In my opinion, insurers and cash plan providers certainly continued to deliver value in 2020. Digital technology leapt forward five years overnight, not least in the delivery of private GP services and appointments.

Musculoskeletal conditions came to prominence as many bodies struggled to cope with long, home-working days from beds, beanbags and settees!

Exercise and managing our mental health became core to our wellbeing during the pandemic – suddenly it became okay not to be okay and I for one think we are all better for that.

Providers introduced a range of support services for intermediaries and clients through a series of highly informative and helpful webinars – who had a Zoom account before March?!

As an Association, we’ve done our bit, too. We’ve increased direct member communications when we have had something useful to say. We’ve run an “Are you sitting comfortably” education event for everyone working from home as well as compliance sessions including a “Compliance Power Hour” on the latest regulatory matters.

Those of you who write international business should know all about equivalency, contract continuity and passporting by now.

We delivered our AGM digitally for the first time and ran our first digital Health and Wellbeing ‘micro’ Summit last month with three key presentations all in 90 minutes!

The announcement of a Covid vaccine has lifted spirits and we all hope that the vaccine roll-outs will enable us to get back to “normal” – whatever that might look like – hopefully in the Spring.

Covid and Brexit will continue to pose challenges for us in 2021. But they will also bring with them opportunities, not least in using digital technology to deliver more immediate and less intrusive healthcare.

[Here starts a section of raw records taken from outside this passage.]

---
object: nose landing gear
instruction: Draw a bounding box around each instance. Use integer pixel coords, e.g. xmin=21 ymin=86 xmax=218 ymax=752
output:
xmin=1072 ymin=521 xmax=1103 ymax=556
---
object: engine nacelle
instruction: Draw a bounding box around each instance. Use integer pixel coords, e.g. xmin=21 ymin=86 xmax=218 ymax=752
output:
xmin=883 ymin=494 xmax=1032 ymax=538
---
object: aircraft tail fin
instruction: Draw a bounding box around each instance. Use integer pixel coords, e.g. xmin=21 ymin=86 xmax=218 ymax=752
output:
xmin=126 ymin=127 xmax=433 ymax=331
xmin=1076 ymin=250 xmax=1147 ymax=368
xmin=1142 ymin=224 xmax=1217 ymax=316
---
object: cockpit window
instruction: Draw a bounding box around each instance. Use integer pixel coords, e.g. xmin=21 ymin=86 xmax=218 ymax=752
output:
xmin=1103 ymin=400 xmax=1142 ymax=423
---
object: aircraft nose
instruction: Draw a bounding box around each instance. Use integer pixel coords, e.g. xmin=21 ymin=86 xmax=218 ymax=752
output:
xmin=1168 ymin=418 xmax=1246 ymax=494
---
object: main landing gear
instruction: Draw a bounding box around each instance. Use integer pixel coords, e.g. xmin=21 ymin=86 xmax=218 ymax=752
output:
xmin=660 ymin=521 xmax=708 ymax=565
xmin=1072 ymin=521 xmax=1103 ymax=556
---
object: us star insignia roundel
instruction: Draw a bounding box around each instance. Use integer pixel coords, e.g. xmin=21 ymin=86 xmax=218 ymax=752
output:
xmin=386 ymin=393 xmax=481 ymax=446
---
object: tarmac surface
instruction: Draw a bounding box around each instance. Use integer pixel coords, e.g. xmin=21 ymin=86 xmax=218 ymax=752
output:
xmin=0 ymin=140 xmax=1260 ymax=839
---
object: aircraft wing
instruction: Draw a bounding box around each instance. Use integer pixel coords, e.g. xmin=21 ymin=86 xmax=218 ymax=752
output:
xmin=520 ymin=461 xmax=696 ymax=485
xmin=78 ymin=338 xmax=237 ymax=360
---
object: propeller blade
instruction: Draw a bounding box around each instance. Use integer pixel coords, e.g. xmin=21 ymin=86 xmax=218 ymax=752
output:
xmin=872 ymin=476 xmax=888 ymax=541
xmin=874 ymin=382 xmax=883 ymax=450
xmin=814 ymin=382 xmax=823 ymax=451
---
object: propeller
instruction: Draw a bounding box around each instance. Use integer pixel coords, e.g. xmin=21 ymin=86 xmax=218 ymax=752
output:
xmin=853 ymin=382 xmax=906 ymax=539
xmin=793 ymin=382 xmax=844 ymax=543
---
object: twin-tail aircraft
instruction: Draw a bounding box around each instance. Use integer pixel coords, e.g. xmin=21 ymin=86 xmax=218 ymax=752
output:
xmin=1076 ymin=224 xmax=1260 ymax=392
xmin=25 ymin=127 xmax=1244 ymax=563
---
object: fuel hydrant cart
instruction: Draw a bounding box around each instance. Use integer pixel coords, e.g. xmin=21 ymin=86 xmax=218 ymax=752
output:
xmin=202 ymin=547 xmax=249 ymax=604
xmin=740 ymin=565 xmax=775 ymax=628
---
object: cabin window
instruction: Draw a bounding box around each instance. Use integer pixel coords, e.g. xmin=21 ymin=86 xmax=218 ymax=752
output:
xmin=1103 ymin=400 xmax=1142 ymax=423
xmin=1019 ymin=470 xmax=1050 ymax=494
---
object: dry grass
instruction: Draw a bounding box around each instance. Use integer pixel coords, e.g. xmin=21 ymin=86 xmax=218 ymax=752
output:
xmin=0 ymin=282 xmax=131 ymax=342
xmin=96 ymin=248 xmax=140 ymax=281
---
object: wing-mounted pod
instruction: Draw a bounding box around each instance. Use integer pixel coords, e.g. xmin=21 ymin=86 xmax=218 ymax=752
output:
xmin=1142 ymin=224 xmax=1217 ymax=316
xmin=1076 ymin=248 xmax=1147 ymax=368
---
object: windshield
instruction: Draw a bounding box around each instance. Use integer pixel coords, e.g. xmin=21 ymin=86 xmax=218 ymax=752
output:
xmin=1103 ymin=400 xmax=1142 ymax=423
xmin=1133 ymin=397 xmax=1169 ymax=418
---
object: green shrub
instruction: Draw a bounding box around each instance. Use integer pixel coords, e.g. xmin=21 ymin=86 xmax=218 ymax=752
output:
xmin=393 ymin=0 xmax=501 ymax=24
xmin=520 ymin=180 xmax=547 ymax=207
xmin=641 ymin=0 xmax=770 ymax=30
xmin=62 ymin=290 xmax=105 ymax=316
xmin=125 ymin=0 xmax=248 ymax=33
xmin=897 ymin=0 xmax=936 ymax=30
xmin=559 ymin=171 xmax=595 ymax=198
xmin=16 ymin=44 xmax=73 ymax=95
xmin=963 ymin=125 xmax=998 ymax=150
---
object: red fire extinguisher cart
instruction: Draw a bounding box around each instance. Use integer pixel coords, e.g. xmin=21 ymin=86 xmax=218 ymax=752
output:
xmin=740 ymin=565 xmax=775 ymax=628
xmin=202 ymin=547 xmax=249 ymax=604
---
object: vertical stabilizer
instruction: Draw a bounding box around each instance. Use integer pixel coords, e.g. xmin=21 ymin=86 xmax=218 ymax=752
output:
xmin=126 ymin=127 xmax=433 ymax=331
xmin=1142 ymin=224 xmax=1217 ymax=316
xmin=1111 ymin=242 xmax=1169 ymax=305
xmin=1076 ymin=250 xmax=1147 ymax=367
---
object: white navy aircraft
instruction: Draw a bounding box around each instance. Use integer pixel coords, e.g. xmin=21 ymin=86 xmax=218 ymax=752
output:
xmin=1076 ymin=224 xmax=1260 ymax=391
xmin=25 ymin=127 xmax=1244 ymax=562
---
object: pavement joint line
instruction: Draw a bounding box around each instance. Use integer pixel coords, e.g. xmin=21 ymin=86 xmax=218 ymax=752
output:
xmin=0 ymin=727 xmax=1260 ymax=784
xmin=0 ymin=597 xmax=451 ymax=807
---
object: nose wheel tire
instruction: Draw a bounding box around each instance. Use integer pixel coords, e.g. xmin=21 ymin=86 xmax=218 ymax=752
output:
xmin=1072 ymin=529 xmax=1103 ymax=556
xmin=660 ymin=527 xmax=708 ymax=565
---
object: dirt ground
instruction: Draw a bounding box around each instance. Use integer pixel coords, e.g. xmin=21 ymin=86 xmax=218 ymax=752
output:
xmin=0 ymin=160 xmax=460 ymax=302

Over the next 12 months I expect all of us to be much more adept at managing our own health from the comfort of our own homes.

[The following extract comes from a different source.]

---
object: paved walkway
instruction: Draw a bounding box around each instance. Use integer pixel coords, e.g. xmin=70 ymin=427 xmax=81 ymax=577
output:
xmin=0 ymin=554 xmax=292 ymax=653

As advisers and insurers or providers of health and protection care services we need to ensure we continue to deliver value in support of our clients.

If you haven't already seen it, I recently spoke with Health & Protection editor, David Sawers, on a number of topics – including the impact which 2020 has had on advisers and what we can expect in 2021. The full video is now available below.

2020 has been our annus horribilis. Let’s make sure 2021 signals a new dawn for our healthcare and our society.

On behalf of your AMII Executive Team, General Secretary Michael Payne and I would like to wish you, your colleagues and your families our best wishes for the festive season and a healthy, happy and prosperous 2021.